Similarly, statisticians such as Fisher 1934, 1956Neyman and Pearson 1933 take randomness into account to build the methodologies of significance testing and hypothesis testing. By the same token, psychologists, physicists, petroleum engineers, and market researchers apply the chaos theory to extract patterns out of random and even chaotic phenomena Gleick, 1987; Peters, 1994; Robertson, 1995.

The assertion that the human mind is comparable to the divine mind turns the human intellect from a passive and receptive role to an active and exploratory one. Galileo is not alone. Like Galileo, Peirce boldly asserted that in abduction the inquirer employs creative thinking, which resembles the mind of God. Based on the Peircean abductive logic, Yu 1994 introduced the logic of exploratory data analysis to provide a framework for quantitative research.

This exploratory character can also be found in many other modern schools of thought. Without physical and intellectual explorations in the last four hundred years, human sciences and technologies might not have reached such a high level. Conclusion The conflict between Galileo and the Catholic Church is indeed religious and theological in essence. Since Galileo destabilized the beliefs of the immutable heaven, the unchangeable God, and the hierarchically structured universe, the positive concept of "change" has been quietly revolutionizing various disciplines.

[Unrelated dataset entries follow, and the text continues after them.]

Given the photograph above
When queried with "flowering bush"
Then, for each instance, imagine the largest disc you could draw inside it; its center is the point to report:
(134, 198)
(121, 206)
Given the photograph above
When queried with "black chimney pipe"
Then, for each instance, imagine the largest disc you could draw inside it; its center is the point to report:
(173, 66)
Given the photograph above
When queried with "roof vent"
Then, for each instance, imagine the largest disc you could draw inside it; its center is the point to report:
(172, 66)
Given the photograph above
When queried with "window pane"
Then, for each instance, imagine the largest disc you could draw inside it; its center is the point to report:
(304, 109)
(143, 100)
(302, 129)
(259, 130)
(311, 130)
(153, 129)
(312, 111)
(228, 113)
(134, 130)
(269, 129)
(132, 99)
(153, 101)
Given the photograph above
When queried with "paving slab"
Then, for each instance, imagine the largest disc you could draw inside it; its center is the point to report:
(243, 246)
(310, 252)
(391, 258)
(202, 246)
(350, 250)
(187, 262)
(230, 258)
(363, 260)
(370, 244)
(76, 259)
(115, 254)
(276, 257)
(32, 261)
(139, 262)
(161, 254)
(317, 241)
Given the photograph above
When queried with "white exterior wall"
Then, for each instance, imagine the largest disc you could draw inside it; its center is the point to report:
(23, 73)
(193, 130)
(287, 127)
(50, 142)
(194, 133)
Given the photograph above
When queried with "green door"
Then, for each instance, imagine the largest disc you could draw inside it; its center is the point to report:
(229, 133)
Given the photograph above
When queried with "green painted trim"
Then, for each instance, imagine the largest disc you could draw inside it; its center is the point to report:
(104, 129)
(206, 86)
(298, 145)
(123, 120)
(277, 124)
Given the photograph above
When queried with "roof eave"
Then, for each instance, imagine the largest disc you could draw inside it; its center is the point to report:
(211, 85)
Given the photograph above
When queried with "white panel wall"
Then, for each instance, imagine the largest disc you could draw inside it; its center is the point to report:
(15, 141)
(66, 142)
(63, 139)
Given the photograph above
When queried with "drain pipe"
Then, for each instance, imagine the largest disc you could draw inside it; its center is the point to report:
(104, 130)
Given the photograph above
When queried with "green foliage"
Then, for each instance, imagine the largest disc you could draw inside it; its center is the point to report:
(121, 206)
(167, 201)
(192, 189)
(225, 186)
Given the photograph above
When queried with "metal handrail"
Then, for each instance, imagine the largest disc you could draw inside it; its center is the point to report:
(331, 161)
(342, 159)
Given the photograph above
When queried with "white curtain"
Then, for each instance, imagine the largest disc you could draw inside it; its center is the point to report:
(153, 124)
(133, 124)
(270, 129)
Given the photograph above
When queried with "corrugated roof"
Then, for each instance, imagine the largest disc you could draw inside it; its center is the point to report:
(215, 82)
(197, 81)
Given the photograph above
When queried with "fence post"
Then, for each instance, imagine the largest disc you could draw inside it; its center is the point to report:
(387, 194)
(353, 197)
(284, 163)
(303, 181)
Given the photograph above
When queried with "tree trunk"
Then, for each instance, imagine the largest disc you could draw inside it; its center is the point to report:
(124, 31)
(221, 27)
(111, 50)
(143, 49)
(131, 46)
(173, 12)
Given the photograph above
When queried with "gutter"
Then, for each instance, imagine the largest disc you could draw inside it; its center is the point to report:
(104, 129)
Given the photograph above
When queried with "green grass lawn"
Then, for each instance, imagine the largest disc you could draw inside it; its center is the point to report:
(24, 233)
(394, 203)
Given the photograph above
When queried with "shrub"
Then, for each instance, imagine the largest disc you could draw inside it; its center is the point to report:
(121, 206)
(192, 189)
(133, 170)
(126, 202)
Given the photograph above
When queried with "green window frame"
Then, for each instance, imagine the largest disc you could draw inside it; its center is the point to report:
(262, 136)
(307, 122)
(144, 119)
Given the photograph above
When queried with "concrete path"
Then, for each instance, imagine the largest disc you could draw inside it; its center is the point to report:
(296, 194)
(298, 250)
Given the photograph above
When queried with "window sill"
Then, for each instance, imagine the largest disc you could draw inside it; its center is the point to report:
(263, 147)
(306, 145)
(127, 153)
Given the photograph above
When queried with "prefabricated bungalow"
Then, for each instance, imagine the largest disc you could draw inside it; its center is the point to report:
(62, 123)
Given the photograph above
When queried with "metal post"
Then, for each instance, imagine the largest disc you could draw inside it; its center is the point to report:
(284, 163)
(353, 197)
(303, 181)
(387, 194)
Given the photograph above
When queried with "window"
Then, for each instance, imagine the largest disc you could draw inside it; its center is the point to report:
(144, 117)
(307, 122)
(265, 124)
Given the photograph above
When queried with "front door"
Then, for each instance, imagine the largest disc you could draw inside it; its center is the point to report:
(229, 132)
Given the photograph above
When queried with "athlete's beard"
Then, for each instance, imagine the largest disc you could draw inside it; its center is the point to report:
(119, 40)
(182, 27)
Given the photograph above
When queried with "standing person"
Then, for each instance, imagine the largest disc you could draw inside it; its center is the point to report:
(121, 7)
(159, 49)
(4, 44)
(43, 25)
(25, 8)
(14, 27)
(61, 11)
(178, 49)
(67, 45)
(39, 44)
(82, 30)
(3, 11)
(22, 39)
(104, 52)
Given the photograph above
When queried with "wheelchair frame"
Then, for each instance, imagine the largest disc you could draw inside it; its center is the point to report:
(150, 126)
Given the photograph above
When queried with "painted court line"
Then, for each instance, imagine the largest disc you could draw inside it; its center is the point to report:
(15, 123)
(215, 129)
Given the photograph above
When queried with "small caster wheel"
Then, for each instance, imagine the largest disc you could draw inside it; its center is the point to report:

Moreover, it was the mathematization of the universe, instead of empirical observations or experiments, that brought a new meaning to science. The divine and exploratory character of the human intellect, which is derived from the mathematization of the universe, liberated the human intellect from confinement by restrictive doctrines, such as the spiritual distortion of the human mind Calviniststhe Bible as the sole source of truth Lutheransand the divine authority of the Church Catholics.

In spite of the aforementioned ideological conflicts, one should not jump to the conclusion that Christian religion is anti-science or anti-intellectual. Even while facing oppression by the Catholic Church, The conflict between the views of aristotle and the beliefs of christians never gave up his Christian faith Sobel, 1999.

Indeed, Galileo found no incompatibility between his faith and his cosmology. As mentioned in the beginning, the case of Galileo could be viewed as a struggle between old theology and new theology.

  • Thus, the persons of the trinity might be thought of as one in just the way that the members of a family are one;
  • As mentioned before, Galileo observed that the universe appears to happen by chance, and hence he developed advanced mathematics in an attempt to explain the phenomenon.

Although Galileo is a scientist rather than a theologian, his cosmology and methodology carry theological attributes and make him the Teilhard de Chardin and Hans Kung of the seventeenth century. The Galileo affairs continue: The cognition of inductive methods.